What is the intended purpose of those photos, lisa? What will they be applied as, or used for? Are they plain and simple promo photos, for general handout? Or to illustrate an article about the band in a magazine? Or on a website? Or is it for the sleeve of their CD? With only 2 of the band members?


----------



## lisa_13 (May 29, 2008)

the band doesnt have any real, good photos of themselves to post on their myspace, website etc. two of their members have gone home until september, which is why only two of them will be there. they just want some photos of the band (or in this case 1/2 the band) to post on their site/promote themselves


----------



## Alfred D. (May 29, 2008)

lisa_13 said:


> the band doesnt have any real, good photos of themselves to post on their myspace, website etc. two of their members have gone home until september, which is why only two of them will be there. they just want some photos of the band (or in this case 1/2 the band) to post on their site/promote themselves



Wait! Then someone also needs to do a session, later, with the other 2 members: different light, different style, different mood. Well, _different_ photos really. I'm not sure how well they will fit/match with the photos of the first session for a tight presentation.

Can't that second session be with all four together?


----------



## Village Idiot (May 30, 2008)

It really doesn't make sense to shoot two of the band members unless you're doing individual shots or they're kicking the other two guys out.
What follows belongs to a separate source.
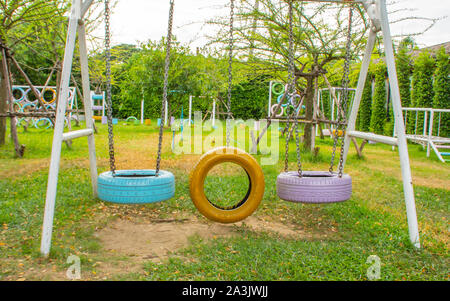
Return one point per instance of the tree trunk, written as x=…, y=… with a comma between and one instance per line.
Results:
x=3, y=108
x=309, y=114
If you're shooting outside, at least pick up a reflector of some sort.


----------



## lisa_13 (May 30, 2008)

ill most likely be doing individual shots, as well as a few group shots. and when the other members return, we're doing another shoot.


----------



## lolo (Jun 11, 2008)

I have done a few amateur shoots for my friends who are in (or trying to be in) the music business, to use for albums and promotions, etc, and they turned out to be pretty successful for the most part. I'd say for bands try lots of different angles, shooting from below upwards or from above creates some cool angles. We too did the shoot just wandering around Chicago... you come across some cool things that you wouldn't necessarily think of ahead of time, and poses and ideas will just pop into your head. Just take a lot and see what turns out! Good luck!


----------